The proposed research deals with the study of proteins that are important in the virulence and pathogenesis of E. amylovora, using a “quasi”structural genomics approach. The “quasi” means that the proteins of interest will also be biochemically characterized in vitro by NMR and other analytical techniques.
The recent determination of the complete sequence of the genome of E. amylovora
enables to use the information contained in the bacterial DNA to select and
study the proteins crucial for disease thriving. Some pathogenesis factors have
been identified including the exopolysaccharide amylovoran and the Hrp proteins (hypersensitive reaction and pathogenicity).
The project’s aim
is to study the proteins involved in the biosynthesis of the exopolysaccharide amylovoran
(about 12 proteins), other enzymes involved in the methabolism
of sugars and the proteins involved in the biosynthesis of the siderophore desferrioxamine.
·
GAMEs:
Galactose and glucuronic Adic
Metabolism in Erwinia spp (31822 €, 2 Years funding provided by the Free University of Bolzano from
01/10/2013) and with an additional contribution of a one year postdoctoral
fellowship (25389 €) from the FUB Foundation to study GalU
and the enzymes involved in sorbitol metabolism.
The project’s aim is
to study the enzymes UDP-galactose 4-epimerase (GalE;
EC 5.1.3.2), that synthetize UDP-galactose from UDP-glucose and UDP-glucose
dehydrogenase (Ugd; EC 1.1.1.22), that converts
UDP-glucose into UDP-glucuronic acid.
GalE and Ugd
are key enzymes essential in the biosynthesis of amylovoran.
In E. amylovora
GalE is constitutively expressed and its importance
was demonstrated when a GalE- mutant was shown to be deficient in amylovoran synthesis and showed loss of virulence on pear
fruits and seedlings
·
Mescal: Molecular Engineering of
the Structural and Catalytic properties of Levansucrase
(72000€, 3 Years funding
provided by the Free University of Bolzano from 01/01/2015)
The
research project is divided in three workpackages:
1)
Structural and functional characterization of the levansucrase
from the non-pathogenic epiphytic Erwinia tasmaniensis, comparison with the levansucrase
from the phytopathogenic Erwinia amylovora and characterization of the
carbohydrates they synthesise.
2)
Molecular engineering of levansucrase. Structural and
functional characterization of the engineered enzyme.
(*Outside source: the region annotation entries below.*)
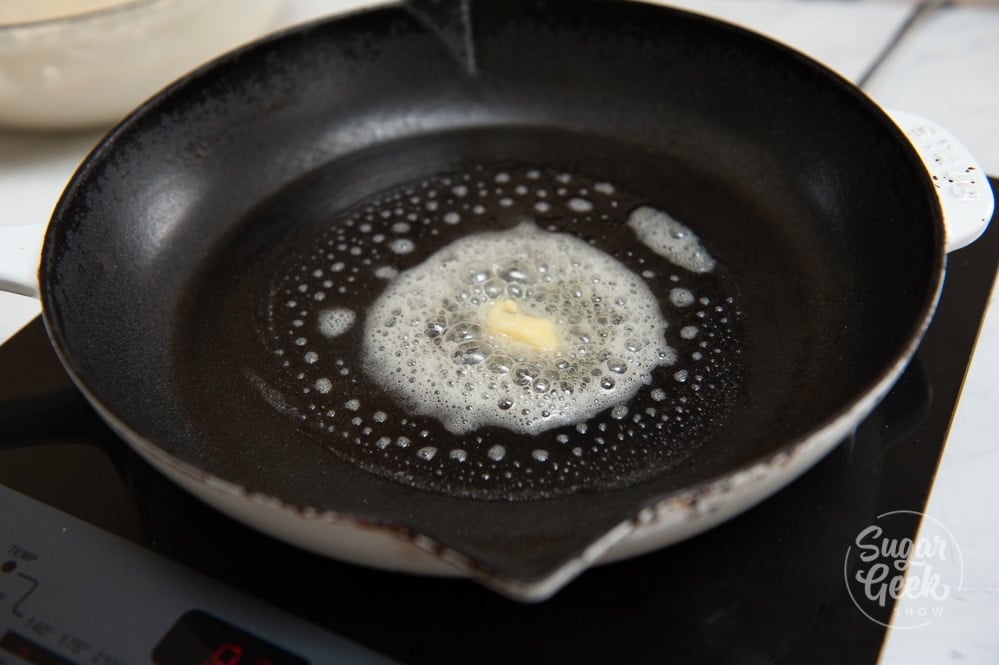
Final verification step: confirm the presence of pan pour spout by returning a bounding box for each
[406,0,530,76]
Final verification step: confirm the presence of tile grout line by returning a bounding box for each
[855,0,952,89]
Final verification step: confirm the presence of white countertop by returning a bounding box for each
[0,0,999,665]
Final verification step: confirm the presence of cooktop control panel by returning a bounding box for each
[0,486,398,665]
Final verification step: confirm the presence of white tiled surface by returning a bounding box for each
[0,0,999,665]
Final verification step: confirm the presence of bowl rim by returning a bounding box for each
[0,0,177,37]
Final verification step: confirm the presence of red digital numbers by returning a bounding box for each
[201,643,243,665]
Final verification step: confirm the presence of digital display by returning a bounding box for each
[153,610,308,665]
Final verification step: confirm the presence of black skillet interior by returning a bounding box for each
[42,2,942,580]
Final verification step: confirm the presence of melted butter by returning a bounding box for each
[486,298,562,351]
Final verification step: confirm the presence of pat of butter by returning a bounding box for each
[486,298,562,351]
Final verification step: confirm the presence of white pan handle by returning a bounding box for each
[0,224,46,298]
[888,110,995,252]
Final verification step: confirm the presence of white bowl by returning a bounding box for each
[0,0,283,129]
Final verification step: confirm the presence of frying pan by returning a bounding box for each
[0,1,992,600]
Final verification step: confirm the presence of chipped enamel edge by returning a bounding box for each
[886,109,995,252]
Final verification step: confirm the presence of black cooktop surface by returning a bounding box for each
[0,183,999,664]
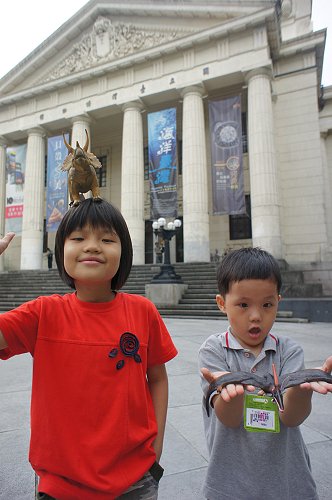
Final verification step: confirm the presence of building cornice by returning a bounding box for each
[0,8,279,106]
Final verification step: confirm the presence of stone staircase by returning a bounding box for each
[0,263,332,322]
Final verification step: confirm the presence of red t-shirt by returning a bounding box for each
[0,293,177,500]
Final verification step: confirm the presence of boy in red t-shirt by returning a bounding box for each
[0,199,177,500]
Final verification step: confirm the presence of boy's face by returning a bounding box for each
[216,279,280,356]
[64,226,121,290]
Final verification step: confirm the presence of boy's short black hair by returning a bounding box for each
[217,248,282,296]
[54,198,133,290]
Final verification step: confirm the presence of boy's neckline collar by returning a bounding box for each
[222,326,279,352]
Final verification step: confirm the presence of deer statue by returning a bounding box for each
[61,130,102,206]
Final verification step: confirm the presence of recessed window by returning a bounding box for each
[229,194,251,240]
[96,155,107,187]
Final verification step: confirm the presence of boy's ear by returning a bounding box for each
[216,294,226,312]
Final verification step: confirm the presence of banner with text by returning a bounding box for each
[148,108,177,219]
[209,96,246,215]
[5,144,27,235]
[46,134,69,233]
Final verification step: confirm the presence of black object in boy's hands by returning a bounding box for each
[205,364,332,416]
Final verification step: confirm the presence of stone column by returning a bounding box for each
[71,115,91,151]
[0,136,6,271]
[247,68,282,259]
[320,130,332,254]
[182,87,210,262]
[121,102,145,264]
[21,127,45,269]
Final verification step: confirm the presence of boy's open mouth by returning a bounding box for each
[249,326,261,335]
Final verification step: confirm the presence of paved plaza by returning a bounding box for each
[0,318,332,500]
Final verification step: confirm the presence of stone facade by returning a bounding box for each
[0,0,332,270]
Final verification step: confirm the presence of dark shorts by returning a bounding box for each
[37,462,164,500]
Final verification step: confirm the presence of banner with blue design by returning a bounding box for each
[209,96,246,215]
[46,134,69,233]
[5,144,27,235]
[148,108,177,219]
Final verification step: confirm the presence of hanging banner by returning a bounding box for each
[46,134,69,233]
[148,108,177,219]
[5,144,27,235]
[209,96,246,215]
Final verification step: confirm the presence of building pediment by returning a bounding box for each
[38,16,193,84]
[0,0,280,98]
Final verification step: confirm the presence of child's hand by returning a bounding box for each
[300,356,332,394]
[201,368,255,403]
[0,233,15,255]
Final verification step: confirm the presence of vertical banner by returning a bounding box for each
[148,108,177,219]
[209,96,246,215]
[46,134,69,233]
[5,144,27,235]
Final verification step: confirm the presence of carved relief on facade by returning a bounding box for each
[40,17,187,83]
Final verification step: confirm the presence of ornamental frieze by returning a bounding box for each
[40,17,190,83]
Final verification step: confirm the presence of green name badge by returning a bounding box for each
[244,394,280,432]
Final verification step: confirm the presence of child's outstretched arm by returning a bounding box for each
[280,356,332,427]
[0,233,15,350]
[201,368,255,428]
[147,365,168,462]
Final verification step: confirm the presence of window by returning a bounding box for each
[144,141,182,181]
[241,113,248,153]
[229,194,251,240]
[96,155,107,187]
[44,155,47,187]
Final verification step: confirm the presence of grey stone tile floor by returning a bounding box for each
[0,318,332,500]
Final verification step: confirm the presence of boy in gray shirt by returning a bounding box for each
[199,248,332,500]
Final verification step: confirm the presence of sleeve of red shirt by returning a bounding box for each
[0,298,41,359]
[148,303,178,366]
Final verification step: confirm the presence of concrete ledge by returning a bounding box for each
[145,283,188,306]
[278,297,332,323]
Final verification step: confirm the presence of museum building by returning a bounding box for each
[0,0,332,278]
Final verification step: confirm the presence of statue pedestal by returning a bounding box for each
[145,283,188,306]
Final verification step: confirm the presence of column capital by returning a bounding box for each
[180,83,206,98]
[70,113,93,125]
[122,100,144,112]
[244,66,272,83]
[27,127,46,137]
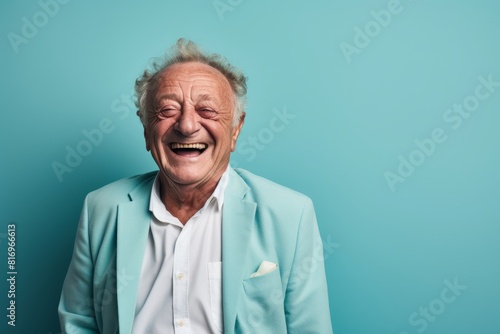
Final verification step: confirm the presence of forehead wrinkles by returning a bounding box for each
[156,63,233,103]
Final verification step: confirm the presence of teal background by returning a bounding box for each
[0,0,500,334]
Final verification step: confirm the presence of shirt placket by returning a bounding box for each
[173,220,191,334]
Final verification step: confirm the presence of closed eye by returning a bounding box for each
[158,108,177,118]
[197,108,217,118]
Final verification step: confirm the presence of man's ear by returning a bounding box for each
[231,112,246,152]
[144,127,151,151]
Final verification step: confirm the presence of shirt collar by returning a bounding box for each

Characterization of the
carbohydrates produced by the engineered levansucrases.
3)
Bioinformatics, phylogenetic analysis and mathematical modelling of fructose
polymerization.
UREASE
A long standing project in collaboration with Professor Ciurli is the study of the structure and function relationship of the enzyme urease from Sporosarcina pasteurii (previously known as Bacillus pasteurii).